LEO: Bueno, Tito, te decía… No hay razón para matar a un pobre animal que ningún mal te ha hecho a ti. Estás intentando canalizar tu frustración en un acto del que después te vas a arrepentir y te va a costar años de terapia superarlo.

TITO: ¡No me la laburés por la sensibilidad psicológica que yo no entro en esa! – mintió, él era un hombre muy sensible.

LEO: ¿Te acordás de lo que le pasó a Robbi, tu perro, cuando tenías cinco años?

TITO: No lo metas a él en esto, no tiene nada que ver con nosotros.

LEO: ¿No te acordás del accidente con el bugui de tu hermano? ¿No te acordás de lo que sufriste en el sanatorio de mascotas junto a su cama, esperando una  recuperación que…

TITO: ¡Que nunca se llegó! – gritó sin poder disimular las lágrimas – ¿Por qué me hacés esto? ¡No me hagas recordar!

 

LEO: ¿Y no te acordás de cómo cuidaste de aquella paloma que apareció una tarde de invierno herida en tu balcón?
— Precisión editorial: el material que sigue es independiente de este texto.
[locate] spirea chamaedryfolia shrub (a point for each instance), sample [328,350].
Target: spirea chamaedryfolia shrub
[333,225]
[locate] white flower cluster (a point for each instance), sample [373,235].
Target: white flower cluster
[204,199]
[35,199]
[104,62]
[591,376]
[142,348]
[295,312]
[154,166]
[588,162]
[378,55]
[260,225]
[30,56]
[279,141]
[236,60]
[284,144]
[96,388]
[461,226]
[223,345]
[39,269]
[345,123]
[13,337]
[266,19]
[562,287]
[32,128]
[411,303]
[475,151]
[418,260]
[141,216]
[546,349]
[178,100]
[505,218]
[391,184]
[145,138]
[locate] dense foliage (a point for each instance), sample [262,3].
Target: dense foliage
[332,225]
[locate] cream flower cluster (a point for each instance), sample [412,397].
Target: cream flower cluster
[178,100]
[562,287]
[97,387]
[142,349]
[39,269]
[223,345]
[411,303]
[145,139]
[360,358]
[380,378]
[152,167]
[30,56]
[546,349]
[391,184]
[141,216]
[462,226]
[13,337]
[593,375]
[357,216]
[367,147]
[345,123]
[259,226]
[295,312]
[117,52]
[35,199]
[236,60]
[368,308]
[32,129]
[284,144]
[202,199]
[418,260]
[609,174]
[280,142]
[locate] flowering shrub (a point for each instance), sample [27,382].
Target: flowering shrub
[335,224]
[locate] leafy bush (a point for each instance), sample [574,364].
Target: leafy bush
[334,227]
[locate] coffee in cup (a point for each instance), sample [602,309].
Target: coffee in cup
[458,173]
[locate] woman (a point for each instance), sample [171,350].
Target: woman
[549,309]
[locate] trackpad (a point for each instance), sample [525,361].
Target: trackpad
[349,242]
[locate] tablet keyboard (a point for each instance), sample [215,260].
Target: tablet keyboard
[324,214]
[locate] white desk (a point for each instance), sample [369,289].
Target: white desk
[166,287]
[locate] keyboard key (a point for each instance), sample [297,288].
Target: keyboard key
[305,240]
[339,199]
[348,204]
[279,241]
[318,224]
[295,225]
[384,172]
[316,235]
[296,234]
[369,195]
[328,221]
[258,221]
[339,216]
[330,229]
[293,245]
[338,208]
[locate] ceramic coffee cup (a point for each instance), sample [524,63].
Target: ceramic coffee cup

De cómo cuidaste de ella y de cómo lograste su recuperación…

TITO: Sí, me acuerdo – bajó de nuevo el rifle y se secó las lágrimas – Laurita se llamaba… ¡Cómo me voy a olvidar!

LEO: ¿Y no te acordás de aquella vez que fuiste al zoológico y le salvaste la vida a un mono que se había atragantado con un cande vencido haciéndole respiración boca a boca?

TITO: Sí… – dejó entrever una sonrisa.

LEO: ¿Y no te acordás, querido Tito, de aquella vez que encontraste una caja con veinte cachorritos en la calle y que fuiste puerta por puerta ofreciéndolos y no descansaste hasta encontrarles un hogar a todos?

TITO: Sí, así fue, no dormí en una semana, me acuerdo…

LEO: Y bueno… ¿Por qué hacer esto entonces?

TITO: Puede ser que tengas algo de razón, Leo, puede ser.

LEO: Sí, claro que sí, hombre, deje el arma, venga y deme un abrazo – el león se hincó en sus patas traseras

Tito estaba por soltar el arma, pero escuchó la voz del guía que venía desde afuera de su cabeza:

GUÍA: Disculpen que me meta, señor, pero le queda un minuto, si se pasa de la hora le tengo que cobrar una hora más. 1.500 dólares, serían…

Roberto no lo pensó dos veces, le encajó un tiro en la frente al León y emprendió la retirada. Así es el hombre, estimados, ustedes ven. Está a la luz de los hechos.